Ariel Martins disse...

Bem por isso fiz de tudo para não prestar serviço militar...rs

Pedro Lucas Rocha Cabral de Vasconcellos disse...

Bom, imagino que poucos vão apreciar a beleza desse texto (vide os 2 comentários anteriores).

Mas é exatamente por isso que tenho uma tristeza imensa de não ter feito o serviço militar.

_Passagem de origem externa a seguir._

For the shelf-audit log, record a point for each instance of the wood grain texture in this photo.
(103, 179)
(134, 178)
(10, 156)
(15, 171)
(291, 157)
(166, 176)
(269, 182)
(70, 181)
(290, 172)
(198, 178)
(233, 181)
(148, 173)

Como sempre um texto espetacular, gostei muito.

Marina disse...

E eu, pensando que era ficção. O.o

Magnum Opus disse...

Se alguém me perguntar o que é ser líder vou recomendar esse texto. Mas eu não seguiria esse homem até o inferno porque provavelmente teria morrido de frio...

Lubi disse...

eu admiro você.

Lubi disse...

outra coisa: tava com saudade daqui.

Grasi disse...

Noossa...
Adorei :)
Bjão e ótimo domingo :)

Stephanie disse...

independente das técnicas usadas pelas forças armadas, acho que o mais legal é que independente do capitão não precisar dar exemplo correndo com a tropa - ele participava. Essa é a diferença dos líderes, eles sabem como inspirar as pessoas.

Alexandre Olsemann disse...

Tem que horas que bate mesmo um saudosismo incrível. Legal que você registrou isso. Gostei bastante.

Anônimo disse...

Um bom exemplo vale mais que palavras e esse capitão sabia dar exemplo...

Mariliza Silva disse...

Bruno querido!
Eu me emocionei com este texto. Talvez seja por querer ter um líder ou talvez um dia ser uma líder para alguém! Adorei mesmo!

Um grande abraço para você e... eu tô ensaindo para voltar a ativa no Tempo de Saturno!

Mariliza

Paulo Bono disse...

Do caralho, Bruno.
Também tenho alguns capitães eternos.